He lectures at the Department of Philosophy, and as a visiting professor at many universities abroad. He is particularly concerned with German classical philosophy, structuralism, theoretical psychoanalysis, and music philosophy. He is the co-founder of the Society for Cultural Research, and the co-founder and long-time Vice-President of the Society for Theoretical Psychoanalysis. He is one of the most prominent representatives of the Ljubljana Philosophical School with Slavoj Žižek and Alenka Zupančič.
When you ask me about philosophy and the schools of philosophy, I have to reiterate what I told the students at the admissions talks. I told them this truth: philosophy is a house of many rooms. These rooms are not without communication, but they are rooms in which philosophical research is conducted. They are not to be placed in a hierarchical order. Even the school I fancy is one of the rooms in the house of philosophy. This is the school represented by Slavoj Žižek, Mladen Dolar and Alenka Zupančič. It does not mean that I became their believer; I am their reader. And I read their texts with pleasure. Their room is one of the beautiful ones and their school was fortunate enough to penetrate the global audience and present its lessons. I am glad that I was able to contribute to its formation even before it was established as an independent school; that is at a time when its members were receiving scientific habilitation. Above all, I am pleased that they have brought the importance of philosophical thought that originated in Slovenia to the world.

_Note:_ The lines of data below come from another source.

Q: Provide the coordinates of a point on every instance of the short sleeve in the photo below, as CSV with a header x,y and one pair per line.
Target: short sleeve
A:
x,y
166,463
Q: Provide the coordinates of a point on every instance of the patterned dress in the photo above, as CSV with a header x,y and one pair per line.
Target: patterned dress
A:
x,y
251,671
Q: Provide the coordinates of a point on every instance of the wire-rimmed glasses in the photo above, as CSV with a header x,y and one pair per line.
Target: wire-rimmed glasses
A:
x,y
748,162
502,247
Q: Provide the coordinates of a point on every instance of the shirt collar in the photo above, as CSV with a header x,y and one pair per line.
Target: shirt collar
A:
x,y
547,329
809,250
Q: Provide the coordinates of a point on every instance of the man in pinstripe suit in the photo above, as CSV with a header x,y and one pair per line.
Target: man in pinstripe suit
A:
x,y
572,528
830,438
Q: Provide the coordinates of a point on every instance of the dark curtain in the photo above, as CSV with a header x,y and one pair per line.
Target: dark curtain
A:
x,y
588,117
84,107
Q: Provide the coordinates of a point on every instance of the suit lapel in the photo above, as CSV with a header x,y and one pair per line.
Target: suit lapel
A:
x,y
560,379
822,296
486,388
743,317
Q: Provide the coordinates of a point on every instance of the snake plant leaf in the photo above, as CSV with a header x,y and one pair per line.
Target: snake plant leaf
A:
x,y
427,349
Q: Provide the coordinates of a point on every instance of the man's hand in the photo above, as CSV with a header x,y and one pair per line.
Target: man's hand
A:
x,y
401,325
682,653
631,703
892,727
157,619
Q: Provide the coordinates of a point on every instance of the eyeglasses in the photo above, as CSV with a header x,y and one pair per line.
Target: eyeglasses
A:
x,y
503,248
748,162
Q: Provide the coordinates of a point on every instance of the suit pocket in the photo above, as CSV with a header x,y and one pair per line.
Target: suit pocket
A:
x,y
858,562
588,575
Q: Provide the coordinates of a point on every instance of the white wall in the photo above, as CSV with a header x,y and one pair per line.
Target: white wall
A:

Alenka Zupančič, philosopher
Slowly, a special bond that was both friendly and ideological started to form between the three of us; that is, Mladen Dolar, Slavoj Žižek and myself. I believe one would not function without the other. /.../ We performed together in various forms on several occasions, which has become known as a troika of the Lacanian School. That label came from the outside and people were even convinced there was an institution, a building ...
Mladen Dolar, philosopher
Why does our "Philosophical School of Ljubljana" remain so popular? Philosopher Alain Badiou talks about trying to be faithful to a thought event in a particular time, at the time of the outbreak of French structuralism. Our strength is in remaining loyal to that thought event and connecting it to the whole Hegelian heritage, pulling the consequences for the current times. We do not repeat the forms that were possible and available at the time; on the contrary, they constantly demand reinvention. We are a group, we support each other, and thinking is both our collective endeavor and the essence of our work.
I defended my Ph.D. in 1991 during the period of independence. The topic was Hegel's Phenomenology of the Spirit: A Dialectic of Consciousness and Self-Awareness. Phenomenology of the Spirit is one of the most difficult books in the entire philosophical tradition. My mentor was Professor Božidar Debenjak. I belong to the philosophical generation formed during the revolutionary period of French structuralism, and by the Frankfurt School.
The Frankfurt School relied heavily on Hegelian heritage, while French structuralism stood completely opposite, having an anti-Hegelian common denominator. It seemed that we were formed through two mental orientations, two schools of thought that were incompatible. My Ph.D. is a Lacanian reading of Hegel. I tried to do the impossible by linking the conceptual tools, the thinking tools of French structuralism to the whole Hegelian heritage, and make a story out of it. This path was first paved by Slavoj Žižek. Hegel, who is the last metaphysicist in the history of philosophy (it is called "metaphysics from Plato to Hegel" in philosophy), is an absolutely crucial reference. At the same time, he is the first post-metaphysical philosopher to stand precisely at this precipice.
It is a turning point that needs to be rethought every time. The thought tools given to us by French structuralism, including psychoanalysis and Lacan, are the ones that made it possible to reactivate this Hegelian heritage. That was the foundation of my Ph.D., which was published in two books in 1991 and 1992. In 2017, they were reprinted in one volume with the title Hegel's Phenomenology of the Spirit. Today, I am still pursuing the same path that my Ph.D. started, and I am still true to it, though nowadays, I see things in a slightly different light. I do remain faithful to the starting point.